The rule is, the better your language features, the shorter your code. That's quite simple. Java shows how static typing can go awfully wrong, which gives its opponents much to feed on. Poorly designed language features generally come with a cost, and static typing in Java is firstly a mandatory feature (otherwise most people probably wouldn't even use it) and secondly poorly executed.
This is why in comparison most dynamic languages shine, even though I would argue that PHP doesn't really make your life better in the grand total (at least until recently), because of many other quirks unrelated to type systems.
On the other hand you have a lot of languages with expressive type systems that don't get in your way and that even aren't mandatory. And some of them even allow embedding untyped code, whenever you need to escape the type system.

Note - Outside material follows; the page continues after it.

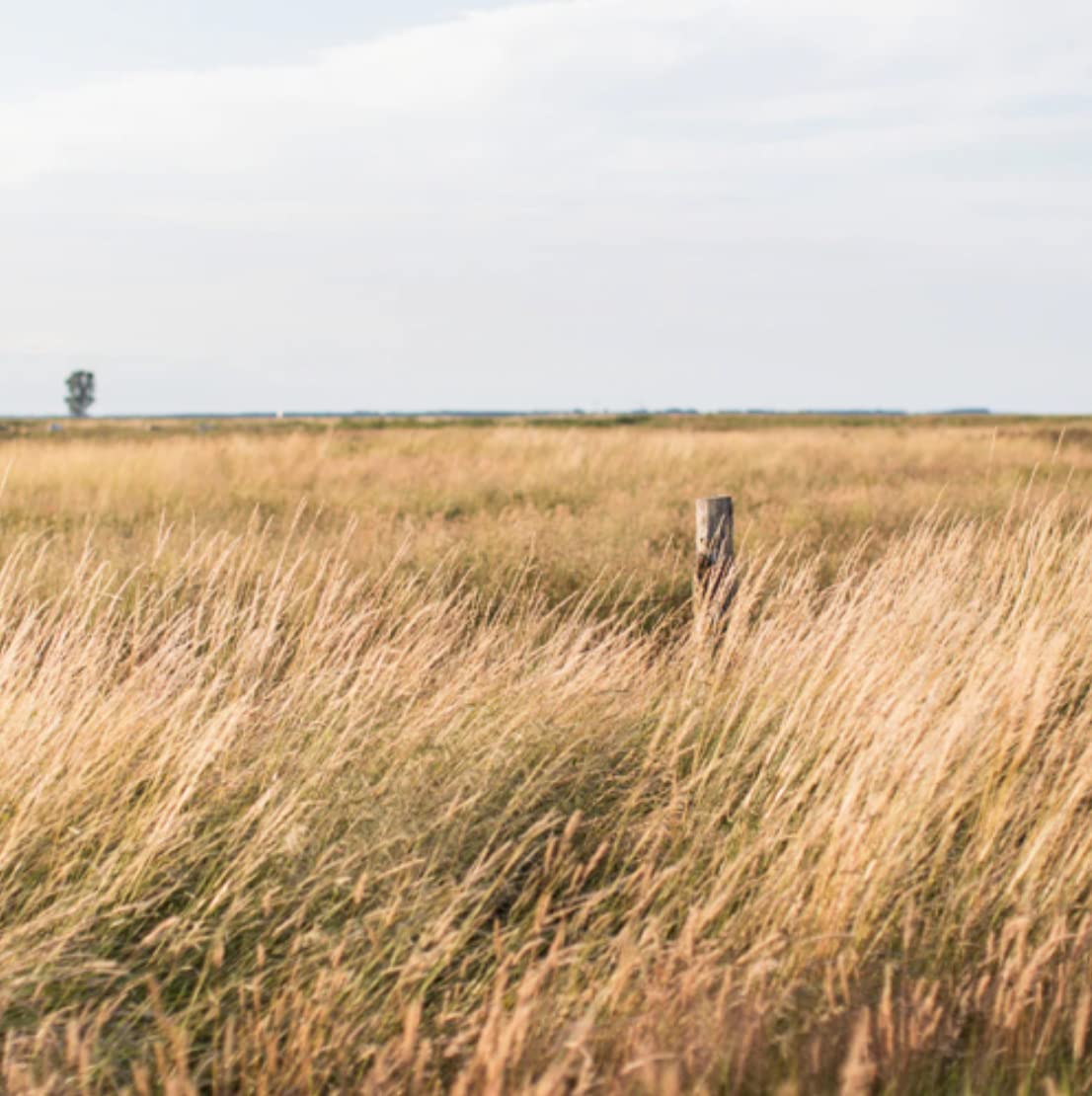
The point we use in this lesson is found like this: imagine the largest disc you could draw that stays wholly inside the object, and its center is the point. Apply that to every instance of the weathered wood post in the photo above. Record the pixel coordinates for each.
(714, 582)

Personally, I use haXe, which is a language with type inference, both nominal and structural subtyping, optional untyped code, first class function types, algebraic datatypes and (not quite mature but extremely powerful) lexical macros, all the while avoiding arcane syntax. After using haXe for about 3 years now, I have come to a simple conclusion:
Programming becomes far easier, when your language doesn't lock you into religious choices about paradigms but tries to just be a good tool. There's a number of static and dynamic languages and mixed languages, that succeed at that. Some of them are easy to learn, most hard to master.

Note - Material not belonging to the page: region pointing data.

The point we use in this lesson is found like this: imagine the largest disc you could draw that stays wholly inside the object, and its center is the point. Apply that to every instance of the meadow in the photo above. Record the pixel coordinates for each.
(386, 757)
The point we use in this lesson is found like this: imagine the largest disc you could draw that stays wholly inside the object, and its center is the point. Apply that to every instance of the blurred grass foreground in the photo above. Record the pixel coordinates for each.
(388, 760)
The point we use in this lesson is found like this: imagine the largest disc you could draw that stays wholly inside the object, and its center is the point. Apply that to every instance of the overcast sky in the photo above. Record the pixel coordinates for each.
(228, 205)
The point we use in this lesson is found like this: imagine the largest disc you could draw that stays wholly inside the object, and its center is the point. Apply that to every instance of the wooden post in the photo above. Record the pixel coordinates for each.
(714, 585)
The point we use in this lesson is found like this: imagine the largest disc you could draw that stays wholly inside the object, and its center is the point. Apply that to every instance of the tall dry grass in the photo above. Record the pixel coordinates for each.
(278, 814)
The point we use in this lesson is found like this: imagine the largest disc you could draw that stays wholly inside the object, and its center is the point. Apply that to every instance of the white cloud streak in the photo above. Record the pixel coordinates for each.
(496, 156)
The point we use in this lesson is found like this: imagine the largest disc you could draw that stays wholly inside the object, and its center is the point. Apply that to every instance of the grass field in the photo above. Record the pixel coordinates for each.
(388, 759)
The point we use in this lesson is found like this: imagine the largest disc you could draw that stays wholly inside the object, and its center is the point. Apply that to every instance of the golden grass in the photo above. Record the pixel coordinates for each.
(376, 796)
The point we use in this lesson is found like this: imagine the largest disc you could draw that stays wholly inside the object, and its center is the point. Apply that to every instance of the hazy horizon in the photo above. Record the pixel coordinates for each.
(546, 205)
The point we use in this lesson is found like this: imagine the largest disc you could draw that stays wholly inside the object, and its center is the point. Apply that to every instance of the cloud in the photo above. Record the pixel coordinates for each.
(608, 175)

Their power comes from the way their individual features can be composed to easily create simple solutions to complex problems. This precludes a certain orthogonality that can only be achieved through a delicate balance of inclusion or omission of all language features explored so far. If you tried to add static typing to Ruby, you would cripple it, if you tried to take it away from Haskell, you would crush it. In contrast to that: if you took it away from C, people would hardly notice and if you took it away from Java, some might thank you.
From my personal experience, I can tell you this: I like Ruby. It broadened my horizons and the way I design systems. IMHO it should be used to teach people programming in the first place. It is unobtrusive, powerful, concise, fun. I understand why somebody coming from an orthodox language will enjoy it.
On the long run however, static typing permits to defer work to the static analyzer and with type inference this comes basically at no cost. The result is code that is easier to maintain and often runs faster.
But again, static typing alone can't do a thing. It's a matter of combination. I think somewhere between F#, Scala, Nemerle, OCaml or haXe you can find your very own optimum. But that ultimately depends on you, because the language should allow you to embed your thoughts without effort, instead of forcing you to bend them around it. And after all, nothing yields more productivity gain, than if programming is fun.